En décembre dernier, c’est Petro Porochenko, qui remontait dans les sondages, qui a été accusé de trahison. Le 20 décembre 2021 à 15h07, on pouvait lire sur le site
officiel du SBU qu’il était suspect d’avoir commis des crimes de trahison et de soutien à des activités terroristes. L’ancien président, qui était pourtant un antirusse forcené, se voyait
reprocher « d’avoir rendu l’Ukraine énergétiquement dépendante de la Russie et des leaders des pseudo-Républiques sous contrôle russe. »
Le 3 mars dernier, ce sont les activistes de la Gauche Lizvizia qui subissent un raid du SBU et son emprisonnés par douzaines. Puis le 19 mars, la répression frappe
l’ensemble de la gauche ukrainienne. Par décret, onze partis de gauche sont interdits, soit le Parti pour la vie, l’Opposition de gauche, le parti socialiste progressiste d’Ukraine, le parti
socialiste d’Ukraine, l’union des forces de gauche, les Socialistes, le Parti Sharyi, Les Nôtres, Etat, le Bloc d’opposition le Bloc Volodymyr Saldo.
D’autres activistes, blogueurs et défenseurs des droits de l’Homme sont arrêtés et torturés, le journaliste Yan Taksyur, l’activiste Elena Brezhnaya, le boxeur de
MMA Maxim Ryndovskiy ou encore l’avocate Elena Viacheslavova, dont le père était mort carbonisé dans le pogrom du 2 mai 2014 à la Maison des syndicats d’Odessa.
Pour compléter cette liste, on mentionnera encore ces hommes et ces femmes déshabillés et fouettés en public par les nationalistes dans les rues de Kiev, ces
prisonniers russes battus et dont on tirait dans les jambes avant de les exécuter, ce soldat à qui on avait percé un œil avant de le tuer, ces membres de la Légion géorgienne qui ont exécuté de
prisonniers russes dans un village près de Kiev tandis que leur chef se vantait de ne jamais faire de prisonnier. Sur la chaine Ukraine 24, c’est le chef du service médical de l’armée qui indique
avoir donné l’ordre « de castrer tous les hommes russes parce qu’ils sont des sous-hommes pires que des cafards. » Enfin, l’Ukraine recourt massivement à la technologie de reconnaissance faciale
de la société Clearview afin d’identifier les morts russes et de diffuser leurs photos sur les réseaux sociaux russes en les tournant en ridicule…
Un acteur à oscariser
On pourrait multiplier les exemples, tant sont nombreuses les citations et les vidéos d’atrocités commises par les troupes du défenseur de la démocratie et des
droits humains qui préside aux destinées de l’Ukraine. Mais ce serait fastidieux et contre-productif auprès d’une opinion publique convaincue que ces comportements barbares sont uniquement dus
aux Russes.
C’est pourquoi aucune ONG ne s’en alarme, le Conseil de l’Europe reste coi, le Tribunal pénal international n’enquête pas, les organisations de défense de la
liberté de la presse restent muettes. Ils n’ont pas bien écouté ce que le gentil Volodymyr leur avait déclaré lors d’une visite à Butcha début avril : « Si nous ne trouvons pas une porte de
sortie civilisée, vous connaissez nos gens, ils trouveront une issue non-civilisée. »

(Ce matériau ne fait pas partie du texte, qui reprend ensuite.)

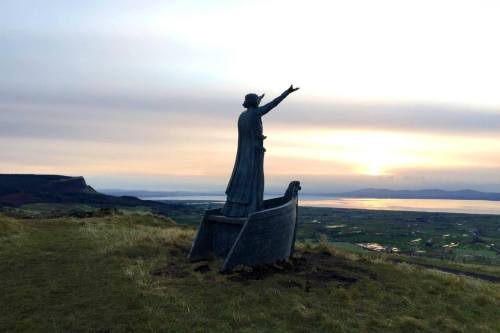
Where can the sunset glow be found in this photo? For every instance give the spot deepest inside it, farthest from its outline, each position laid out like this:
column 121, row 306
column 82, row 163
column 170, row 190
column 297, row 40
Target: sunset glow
column 392, row 93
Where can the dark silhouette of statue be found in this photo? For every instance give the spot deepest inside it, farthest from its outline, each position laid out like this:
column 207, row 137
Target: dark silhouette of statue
column 245, row 190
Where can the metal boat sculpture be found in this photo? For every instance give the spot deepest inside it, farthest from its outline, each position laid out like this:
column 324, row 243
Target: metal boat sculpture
column 264, row 237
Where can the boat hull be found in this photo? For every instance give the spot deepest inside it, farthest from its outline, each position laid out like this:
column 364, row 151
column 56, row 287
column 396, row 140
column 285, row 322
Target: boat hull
column 264, row 237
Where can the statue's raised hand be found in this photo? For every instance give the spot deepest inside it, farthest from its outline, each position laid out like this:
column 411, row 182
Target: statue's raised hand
column 292, row 89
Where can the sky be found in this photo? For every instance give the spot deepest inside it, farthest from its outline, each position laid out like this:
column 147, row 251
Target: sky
column 146, row 94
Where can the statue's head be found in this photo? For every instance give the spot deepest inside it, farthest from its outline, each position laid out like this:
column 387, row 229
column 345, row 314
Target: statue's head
column 251, row 100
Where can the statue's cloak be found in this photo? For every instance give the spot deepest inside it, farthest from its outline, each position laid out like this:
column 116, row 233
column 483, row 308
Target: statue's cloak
column 246, row 186
column 245, row 191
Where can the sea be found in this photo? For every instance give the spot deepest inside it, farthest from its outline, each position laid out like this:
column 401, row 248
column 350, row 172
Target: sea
column 423, row 205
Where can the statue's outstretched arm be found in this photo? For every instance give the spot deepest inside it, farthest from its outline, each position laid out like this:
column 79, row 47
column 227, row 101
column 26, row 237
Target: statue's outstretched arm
column 272, row 104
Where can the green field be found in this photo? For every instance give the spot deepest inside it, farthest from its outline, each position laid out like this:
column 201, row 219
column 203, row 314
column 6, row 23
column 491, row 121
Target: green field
column 461, row 238
column 122, row 272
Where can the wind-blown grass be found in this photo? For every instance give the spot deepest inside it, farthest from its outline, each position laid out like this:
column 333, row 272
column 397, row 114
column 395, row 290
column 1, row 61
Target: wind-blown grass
column 130, row 273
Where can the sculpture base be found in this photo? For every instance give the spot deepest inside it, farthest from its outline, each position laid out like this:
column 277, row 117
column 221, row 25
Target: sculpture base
column 264, row 237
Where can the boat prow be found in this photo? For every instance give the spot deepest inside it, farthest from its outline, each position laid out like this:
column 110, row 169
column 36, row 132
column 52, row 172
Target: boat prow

Le problème de l’Ukraine est que son président, bon gré ou mal gré, a cédé son pouvoir aux extrémistes sur le plan intérieur et aux militaires de l’OTAN sur le plan
extérieur pour s’adonner au plaisir d’être adulé par les foules du monde entier. N’est-ce pas lui qui déclarait à un journaliste français le 5 mars dernier, dix jours après l’invasion russe : «
Aujourd’hui, ma vie est belle. Je crois que je suis désiré. Je sens que c’est le sens le plus important de ma vie : être désiré. Sentir que vous n’êtes pas banalement en train de respirer,
marcher et manger quelque chose. Vous vivez ! ».
On vous l’a dit : Zelenski est un grand acteur. Comme son prédécesseur qui avait incarné le Dr. Jekill & Mr. Hide en 1932, il mérite de gagner l’Oscar du
meilleur rôle masculin de la décennie. Mais quand il devra s’atteler à la tâche de reconstruire son pays dévasté par une guerre qu’il aurait pu éviter en 2019, le retour à la réalité risque
d’être difficile.
Sources
Olga Rudenko, The Comedian-Turned-President is Seriously in Over His Head, New York Times, February 21, 2022 (Opinion Guest from Kyyiv Post).
Consortium News, Alex Rubinstein and Max Blumenthal, How Zelensky made Peace With Neo-Nazis, March 4 and Zelensky’s Hardline Internal Purge, April 20, 2022.
The Grayzone, Natylie Baldwin, Olga Baysha Interview about Ukraine’s President, April 29, 2022.
President of Ukraine Zelensky has visited disengaging area in Zolote today, @Liveupmap, 26 October 2019 (Watch on Twitter).
Adrien Nonjon, Qu’est-ce que le régiment Azov ? The Conversation, 24 mai 2022.
US Department of State, Public Designation of Oligarch and Former Ukrainian Public Official Ihor Kolomoyskyy Due to Involvement in Significant Corruption, Press
statement, Anthony J. Blinken, March 5, 2021.
Security Service of Ukraine, Petro Poroshenko notified of suspicion of treason and aiding terrorism, ssu.gov.ua, 20 December 2021.
Michel Pralong, Un maire ukrainien prorusse enlevé et abattu, Lematin.ch, 3 mars 2022
Il y a plusieurs sujets
de discussion qui sont surveillées concernant les plans et les développements faits par l’Occident pour ouvrir les ports commerciaux ukrainiens de la mer Noire. Un pot-pourri d’articles est
apparu récemment sur les expéditions de céréales depuis la Russie et la pénurie de céréales causée par le conflit. Comme toujours, ces articles des médias institutionnels occidentaux font partie
d’un effort de propagande visant à dépeindre la Russie sous le pire jour possible, des articles avec peu ou pas de preuves, juste des allégations, des données faussées ou des omissions flagrantes
d’informations gênantes mais cruciales. Cet article décrit les développements et les problèmes liés aux ports ukrainiens de la mer Noire, où la navigation commerciale est piégée, à l’OTAN ainsi
qu’aux activités ukrainiennes liées à la navigation en mer Noire.
Soyez indulgent avec moi alors que je me faufile entre plusieurs sujets distincts centrés sur les ports ukrainiens qui ne sont plus en activité. Les principaux
commentaires sont divisés en deux grandes parties avec une analyse sur les éléments maritimes.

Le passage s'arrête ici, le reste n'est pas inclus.